Tipping Point is the third book by Aussie author, Dinuka McKenzie, featuring detective Kate Miles. I've read The Torrent, Book 1, in which Kate is about to have her first baby, but I've not read Taken, the second book.
Tipping Point steps in with the second of Kate's kids now a not-quite toddler. I found myself quickly remembering the characters from The Torrent, such as Kate's father, Gray; her husband, Geoff, and the mish-mash of cop characters Josh, Darnley and Harris. It didn't take much to feel at home with the familiar faces and the setting of country town Esserton.
I like rural settings for crime stories, much along the lines of Jane Harper, or Chris Hamer, and I love Australian women writers. So in short, this book is my kind of jam.
And I did enjoy it. But one of the characters annoyed me so much, it meant I didn't love it. My mum on the other hand, who read it after me - she thought it was great. She didn't pick the perp, and found it an absolute page-turner. Mum hasn't read the other Kate Miles books.

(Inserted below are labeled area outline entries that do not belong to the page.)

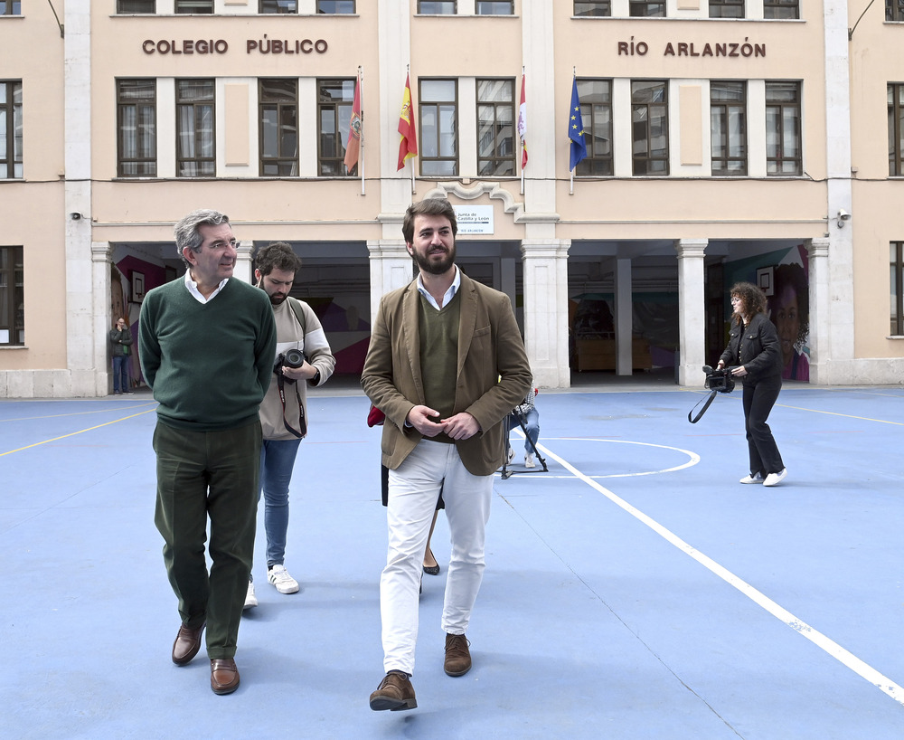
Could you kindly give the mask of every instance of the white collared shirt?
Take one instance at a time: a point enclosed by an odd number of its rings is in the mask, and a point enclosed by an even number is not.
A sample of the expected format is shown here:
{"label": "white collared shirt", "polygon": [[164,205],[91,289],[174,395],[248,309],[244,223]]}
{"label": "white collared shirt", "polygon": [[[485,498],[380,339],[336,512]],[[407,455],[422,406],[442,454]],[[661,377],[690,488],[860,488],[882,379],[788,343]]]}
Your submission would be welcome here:
{"label": "white collared shirt", "polygon": [[[443,295],[443,306],[455,298],[455,294],[458,292],[458,289],[461,287],[461,272],[458,271],[458,266],[453,265],[455,267],[455,279],[452,280],[452,284],[449,286],[449,289],[446,291]],[[436,299],[429,294],[429,291],[424,288],[424,281],[420,279],[420,273],[418,273],[418,291],[422,295],[429,304],[436,308],[438,311],[442,308],[437,304]]]}
{"label": "white collared shirt", "polygon": [[188,289],[188,292],[191,293],[194,297],[194,299],[199,303],[210,303],[216,297],[217,293],[223,289],[223,287],[227,282],[229,282],[229,278],[223,278],[220,281],[220,285],[217,286],[217,289],[211,293],[207,298],[204,298],[198,289],[198,284],[192,280],[192,270],[185,270],[185,287]]}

As the story begins, Kate's brother Luke heads home to country Esserton, jobless, and heart-broken, to attend the funeral of an old school buddy. For various reasons, Luke quickly alienates his family, and soon, to go with regrets over the incident that lost him his job, he becomes a prime suspect in the death of the second of his former school buddies.

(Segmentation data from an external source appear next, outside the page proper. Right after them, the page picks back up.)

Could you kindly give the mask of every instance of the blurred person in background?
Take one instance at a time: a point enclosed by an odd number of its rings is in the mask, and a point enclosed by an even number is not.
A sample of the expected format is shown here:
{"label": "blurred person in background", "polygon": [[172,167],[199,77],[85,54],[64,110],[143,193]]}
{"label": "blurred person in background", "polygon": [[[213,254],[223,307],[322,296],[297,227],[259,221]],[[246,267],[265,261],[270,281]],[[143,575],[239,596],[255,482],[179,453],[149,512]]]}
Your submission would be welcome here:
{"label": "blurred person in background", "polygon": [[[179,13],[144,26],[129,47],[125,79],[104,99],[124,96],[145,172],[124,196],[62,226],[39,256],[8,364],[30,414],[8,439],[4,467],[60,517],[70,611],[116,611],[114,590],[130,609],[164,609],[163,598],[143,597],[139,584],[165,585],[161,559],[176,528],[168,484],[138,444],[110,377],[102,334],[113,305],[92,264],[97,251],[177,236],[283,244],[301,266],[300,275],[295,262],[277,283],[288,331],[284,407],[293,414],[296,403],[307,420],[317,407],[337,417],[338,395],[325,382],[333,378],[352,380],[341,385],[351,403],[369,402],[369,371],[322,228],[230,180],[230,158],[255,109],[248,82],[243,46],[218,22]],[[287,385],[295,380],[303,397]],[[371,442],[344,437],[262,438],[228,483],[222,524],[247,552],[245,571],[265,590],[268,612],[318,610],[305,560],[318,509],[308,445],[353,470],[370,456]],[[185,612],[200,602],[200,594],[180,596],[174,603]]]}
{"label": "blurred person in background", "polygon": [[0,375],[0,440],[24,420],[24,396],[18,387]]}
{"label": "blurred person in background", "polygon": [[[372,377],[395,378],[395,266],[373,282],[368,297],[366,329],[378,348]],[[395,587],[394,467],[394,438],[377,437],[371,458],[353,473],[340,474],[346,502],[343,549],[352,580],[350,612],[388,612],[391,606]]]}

This is about when Luke began to annoy me. There are many spats between Luke, Kate and their father, and Luke keeps running away when he needs to man up and tell the truth about his career and the loss of his job. For someone in the crosshairs of the law as a person of interest, he is incredibly blasé about the trouble he's in (preferring beers and weed to make it all go away.)
Kate as a heroine is easy to root for as she constantly strives for recognition and standing in a mostly-male dominated industry. She's a new mum with a young family, trying to find time to 'fit' everything in and share herself between home and family, plus trying to get her brother and her father back on firmer ground with their own relationship. As a reader, it's not hard to find a kinship with Kate and wish her well.
We learn quite early in the story that the reason these three old school buddies, Ant, Marcus and Luke, are in a killer's sights relates to an incident at a party when they were 18.
But Luke doesn't take anything seriously, he's too caught up in what has gone wrong at his workplace, and given he doesn't connect the deaths of Ant and Marcus to the 18th birthday party, he's not aware he's next on the list until right at the end.
While Tipping Point is a solid and enjoyable read, I never quite felt that tension that I recall from The Torrent. So for me, the crime/mystery element of Tipping Point fell short, but I really did enjoy the characters, particularly Kate and her family, and the broader small-town police network and what they go through in the name of the job.